1. Intel (INTC) is adding $10 billion to its stock buyback program, bringing the total authorized to $14.2 billion. The company ended 2010 with $21.5 billion in cash, thanks in part to a boom in corporate technology spending.
2. RockTenn (RKT) agreed to buy Smurfit-Stone Container (SSCC) for $3.5 billion, a deal that would create North America's No. 2 containerboard producer.
3. Spain's biggest utility, Iberdrola, will pay $2.4 billion for 99.68 percent of Elektro Eletricidade e Servicos, which supplies power in São Paulo, Brazil's most populous state.
4. Mexico's No. 2 Coca-Cola (KO) bottler, Embotelladoras Arca, agreed to merge with Grupo Continental in a $2.3 billion stock transaction.
5. No longer wanting exposure to European stocks, an unidentified investor pulled $1 billion from funds run by Man Group, the world's largest publicly traded hedge fund firm.
6. Amgen (AMGN), the world's No. 1 biotech company, will pay up to $1 billion for BioVex, a maker of experimental cancer drugs.
7. Switzerland-based Novartis (NVS) will pay about $470 million for Genoptix (GXDX), a California lab specializing in diagnosing bone marrow, blood, and lymph node cancers.

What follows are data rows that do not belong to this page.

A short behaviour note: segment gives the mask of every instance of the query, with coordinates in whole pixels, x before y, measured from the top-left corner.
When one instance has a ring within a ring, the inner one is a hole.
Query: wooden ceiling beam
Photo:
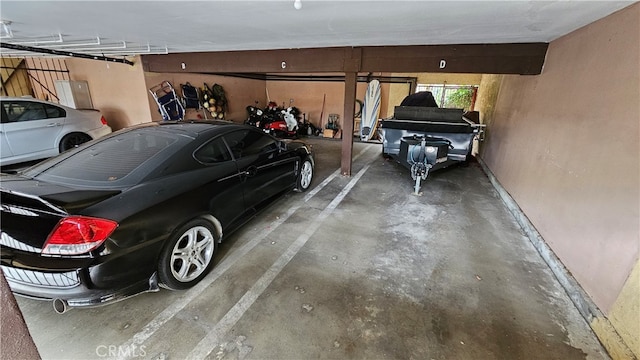
[[[148,72],[445,72],[536,75],[547,43],[366,46],[142,55]]]
[[[143,55],[142,62],[145,71],[150,72],[342,72],[345,52],[345,48],[319,48],[173,53]]]
[[[362,48],[360,71],[536,75],[546,43],[380,46]]]

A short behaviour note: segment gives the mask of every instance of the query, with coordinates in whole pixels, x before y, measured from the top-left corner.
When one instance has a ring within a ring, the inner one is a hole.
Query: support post
[[[340,168],[343,176],[351,176],[353,154],[353,115],[356,107],[358,73],[348,72],[344,77],[344,121],[342,122],[342,157]]]
[[[38,348],[27,328],[27,323],[22,317],[22,311],[18,307],[16,298],[11,288],[0,271],[0,313],[2,314],[2,346],[0,346],[0,358],[2,359],[34,359],[40,360]]]

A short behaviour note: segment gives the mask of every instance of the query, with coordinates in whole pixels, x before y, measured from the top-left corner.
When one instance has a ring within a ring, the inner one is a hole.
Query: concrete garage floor
[[[226,238],[207,278],[57,315],[18,299],[45,359],[606,359],[481,168],[316,149],[312,190]]]

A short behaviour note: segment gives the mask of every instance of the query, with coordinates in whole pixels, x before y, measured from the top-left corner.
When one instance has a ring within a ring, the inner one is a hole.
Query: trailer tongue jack
[[[427,180],[427,176],[429,176],[429,170],[431,170],[431,164],[427,162],[427,139],[422,138],[420,140],[420,148],[418,152],[417,158],[414,158],[414,152],[410,151],[411,159],[409,159],[409,163],[411,164],[411,178],[416,181],[415,186],[413,187],[413,194],[417,196],[422,196],[420,192],[420,181]]]

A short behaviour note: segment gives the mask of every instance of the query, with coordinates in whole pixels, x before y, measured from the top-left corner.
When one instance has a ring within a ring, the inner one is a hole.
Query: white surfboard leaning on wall
[[[375,134],[380,114],[380,82],[371,80],[367,85],[362,105],[362,117],[360,123],[360,140],[369,141]]]

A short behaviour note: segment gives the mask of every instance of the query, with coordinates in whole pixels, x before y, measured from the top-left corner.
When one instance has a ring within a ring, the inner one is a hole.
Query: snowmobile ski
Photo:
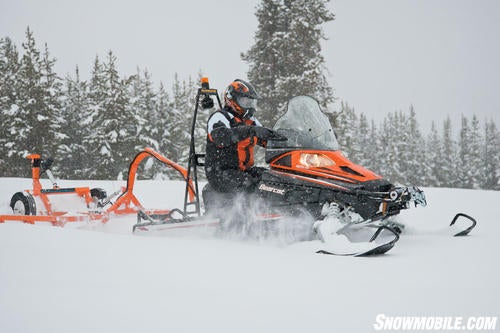
[[[465,220],[468,220],[471,222],[471,224],[465,229],[457,228],[457,221],[464,220],[464,219],[460,219],[461,217],[463,217],[463,218],[465,218]],[[457,215],[455,215],[455,217],[451,221],[450,227],[455,226],[456,227],[455,230],[457,230],[457,229],[459,230],[459,231],[454,231],[454,234],[453,234],[454,237],[462,237],[462,236],[467,236],[472,231],[472,229],[474,229],[476,227],[476,224],[477,224],[477,221],[472,216],[469,216],[469,215],[464,214],[464,213],[458,213]]]
[[[316,251],[319,254],[339,256],[384,254],[392,249],[399,240],[399,234],[388,226],[379,226],[368,241],[353,239],[360,230],[344,229],[340,233],[339,231],[332,231],[328,222],[317,224],[315,230],[323,242],[320,249]],[[384,233],[384,237],[381,237],[384,231],[387,232]]]

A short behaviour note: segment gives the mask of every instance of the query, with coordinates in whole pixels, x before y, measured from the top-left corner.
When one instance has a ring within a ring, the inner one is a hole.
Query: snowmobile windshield
[[[273,128],[285,135],[290,148],[339,150],[339,144],[328,117],[318,102],[309,96],[297,96],[288,102],[286,113]]]

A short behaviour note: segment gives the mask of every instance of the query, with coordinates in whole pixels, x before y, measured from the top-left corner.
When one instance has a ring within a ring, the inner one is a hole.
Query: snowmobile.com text
[[[377,331],[494,331],[498,317],[418,317],[378,314],[373,328]]]

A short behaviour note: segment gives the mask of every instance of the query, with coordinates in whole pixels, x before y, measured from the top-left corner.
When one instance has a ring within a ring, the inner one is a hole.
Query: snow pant
[[[224,169],[207,173],[210,186],[217,192],[254,192],[265,168],[252,167],[248,170]]]

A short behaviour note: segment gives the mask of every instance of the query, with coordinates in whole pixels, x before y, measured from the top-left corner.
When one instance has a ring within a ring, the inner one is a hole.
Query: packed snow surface
[[[111,193],[124,183],[60,185]],[[0,178],[0,214],[30,186]],[[138,236],[135,216],[64,228],[0,224],[0,332],[369,332],[379,314],[499,316],[500,192],[425,192],[428,206],[402,212],[401,240],[374,257]],[[183,184],[139,181],[137,196],[147,207],[179,207]],[[468,237],[446,232],[457,212],[478,221]]]

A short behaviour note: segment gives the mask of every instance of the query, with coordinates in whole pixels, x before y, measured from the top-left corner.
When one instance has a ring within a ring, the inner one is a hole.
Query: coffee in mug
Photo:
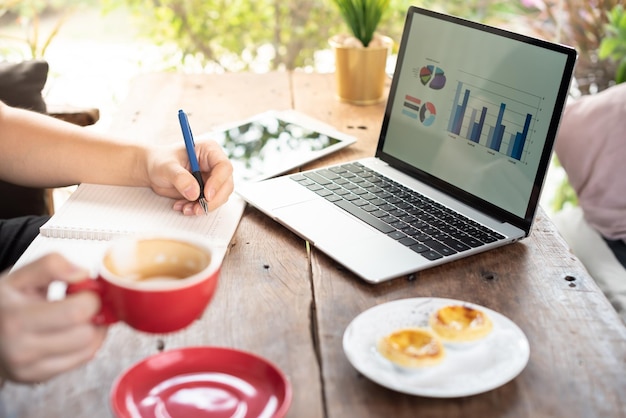
[[[187,279],[211,262],[211,255],[192,243],[171,238],[128,240],[113,246],[103,265],[113,276],[133,282]]]

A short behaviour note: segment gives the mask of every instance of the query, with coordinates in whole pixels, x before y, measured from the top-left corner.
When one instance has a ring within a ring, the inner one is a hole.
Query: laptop
[[[530,234],[576,51],[410,7],[375,156],[237,192],[370,283]]]

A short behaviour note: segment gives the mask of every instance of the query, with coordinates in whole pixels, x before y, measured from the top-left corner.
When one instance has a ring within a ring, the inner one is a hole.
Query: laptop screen
[[[411,7],[377,156],[532,221],[576,53]]]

8. Columbia University in New York City is selling $275 million of tax-exempt municipal debt to finance construction projects.
9. Google (GOOG) is granting $100 million in stock and options to exiting CEO Eric Schmidt, 55, who will become executive chairman in April. Schmidt helped Google grow to $29.3 billion in revenue from less than $100 million in 2001.
10. A Sotheby's (BID) sale of 746 lots of wine belonging to Andrew Lloyd Webber fetched $5.6 million in Hong Kong. The composer has collected fine vintages since he was a teen.